Il est vrai qu’il y a eu des avancées sur certains points : la reconnaissance des orientations sexuelles, la lutte contre les violences faites aux femmes. Mais cela peut être remis en cause et il y a des risques de perversion, par exemple si l’on débouche sur le commerce des mères porteuses, ce qui est une domination supplémentaire sur les femmes. D’autre part, la répression contre un mari violent est certainement nécessaire, mais il ne faudrait pas croire que c’est la solution sur le fond. Les violences aux femmes n’ont pas diminué, il est vrai qu’elles portent plainte davantage, du fait de la loi.
A.L. La priorité, c’est d’apprendre, de progresser, de travailler consciencieusement, de garder un lien avec le monde associatif. Je ne suis plus dans l’illusion d’avoir exclusivement à traiter de grands et beaux dossiers en droit de l’environnement. J’ai toujours aimé le droit public, comprendre comment la collectivité fonctionne. D’autre part, le droit social et le droit à l’environnement sont liés. Le droit social, c’est la santé, la sécurité au travail ; quand il y a des procédés industriels dangereux, les premières victimes ce sont les travailleurs, donc, pour moi, le droit environnemental, c’est aussi celui du salarié. Quand une entreprise est négligente sur l’environnement, elle traite mal ses salariés, parce qu’en fait, c’est qu’elle cherche à rogner sur tous les plans.

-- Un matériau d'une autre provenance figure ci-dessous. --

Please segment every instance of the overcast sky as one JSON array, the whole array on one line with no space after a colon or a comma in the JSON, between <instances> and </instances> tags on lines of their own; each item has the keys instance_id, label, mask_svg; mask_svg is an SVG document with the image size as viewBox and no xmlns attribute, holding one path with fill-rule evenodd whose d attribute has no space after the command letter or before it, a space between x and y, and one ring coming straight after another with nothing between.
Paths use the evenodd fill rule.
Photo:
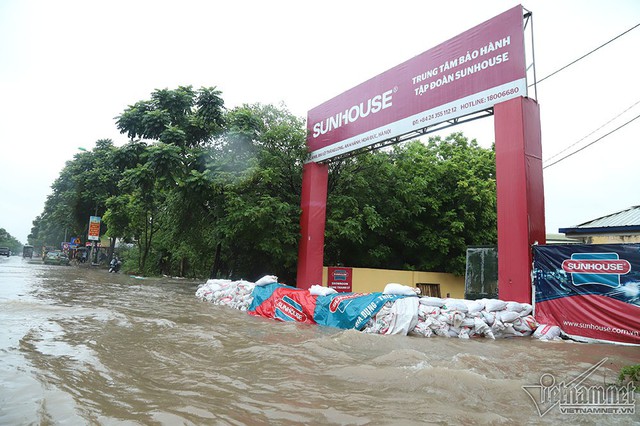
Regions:
<instances>
[{"instance_id":1,"label":"overcast sky","mask_svg":"<svg viewBox=\"0 0 640 426\"><path fill-rule=\"evenodd\" d=\"M0 0L0 228L26 243L65 162L98 139L124 144L114 117L155 89L217 86L227 108L284 103L306 118L518 4ZM640 23L637 0L522 5L539 80ZM636 28L538 85L543 158L575 144L545 164L640 114L639 51ZM453 131L494 140L491 117ZM640 204L639 134L640 119L545 168L548 233Z\"/></svg>"}]
</instances>

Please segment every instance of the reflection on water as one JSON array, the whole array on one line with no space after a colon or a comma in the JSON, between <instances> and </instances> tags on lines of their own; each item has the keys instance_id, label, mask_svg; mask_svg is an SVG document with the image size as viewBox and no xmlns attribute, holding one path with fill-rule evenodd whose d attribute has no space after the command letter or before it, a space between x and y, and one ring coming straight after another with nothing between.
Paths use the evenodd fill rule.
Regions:
<instances>
[{"instance_id":1,"label":"reflection on water","mask_svg":"<svg viewBox=\"0 0 640 426\"><path fill-rule=\"evenodd\" d=\"M638 348L279 323L201 302L199 284L1 259L0 424L640 420L540 417L522 389L544 373L571 380L605 357L589 383L613 383L640 362Z\"/></svg>"}]
</instances>

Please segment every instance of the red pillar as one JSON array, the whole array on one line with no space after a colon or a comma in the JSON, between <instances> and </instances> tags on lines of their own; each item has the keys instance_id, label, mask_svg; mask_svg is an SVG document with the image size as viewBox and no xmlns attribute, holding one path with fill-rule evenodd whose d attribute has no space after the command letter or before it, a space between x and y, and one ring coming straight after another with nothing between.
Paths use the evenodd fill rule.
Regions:
<instances>
[{"instance_id":1,"label":"red pillar","mask_svg":"<svg viewBox=\"0 0 640 426\"><path fill-rule=\"evenodd\" d=\"M318 163L304 165L296 282L298 288L309 289L313 284L322 285L328 181L328 165Z\"/></svg>"},{"instance_id":2,"label":"red pillar","mask_svg":"<svg viewBox=\"0 0 640 426\"><path fill-rule=\"evenodd\" d=\"M494 107L498 297L531 303L531 245L546 242L540 108L528 98Z\"/></svg>"}]
</instances>

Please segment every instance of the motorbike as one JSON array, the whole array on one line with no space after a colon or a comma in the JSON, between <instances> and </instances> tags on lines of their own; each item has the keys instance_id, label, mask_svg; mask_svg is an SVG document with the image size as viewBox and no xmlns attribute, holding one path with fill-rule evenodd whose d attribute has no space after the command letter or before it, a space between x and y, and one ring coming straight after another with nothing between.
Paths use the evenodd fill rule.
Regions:
<instances>
[{"instance_id":1,"label":"motorbike","mask_svg":"<svg viewBox=\"0 0 640 426\"><path fill-rule=\"evenodd\" d=\"M120 270L120 265L122 262L117 257L111 259L111 263L109 263L109 273L117 273Z\"/></svg>"}]
</instances>

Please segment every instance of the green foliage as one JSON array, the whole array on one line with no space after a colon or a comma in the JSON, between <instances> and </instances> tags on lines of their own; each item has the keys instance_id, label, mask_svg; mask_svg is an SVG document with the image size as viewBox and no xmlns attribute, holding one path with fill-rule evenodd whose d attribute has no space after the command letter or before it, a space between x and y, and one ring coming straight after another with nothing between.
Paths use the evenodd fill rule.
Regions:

De ce côté-là, il va y avoir du travail, il y a de quoi être inquiet, beaucoup de réformes ne vont pas dans le bon sens. Elles renoncent souvent au principe « pollueur-payeur », la nomenclature des installations classées se dégrade, on « allège » certaines normes de protection des ouvriers et des riverains, on assiste à un discours dans l’air du temps du type : « La réglementation sociale et environnementale entrave l’activité économique et la compétitivité. »
Je souhaiterais aussi que les partis politiques qui ont pour vocation de défendre les salariés, les travailleurs, les petites gens, améliorent leur réflexion sur la prétendue « croissance », le productivisme, qu’ils anticipent mieux les conséquences des crises environnementales, les « événements climatiques », car ceux-ci ne font que commencer. 

Propos recueillis par Pierre Crépel et Marie-France Marcaud.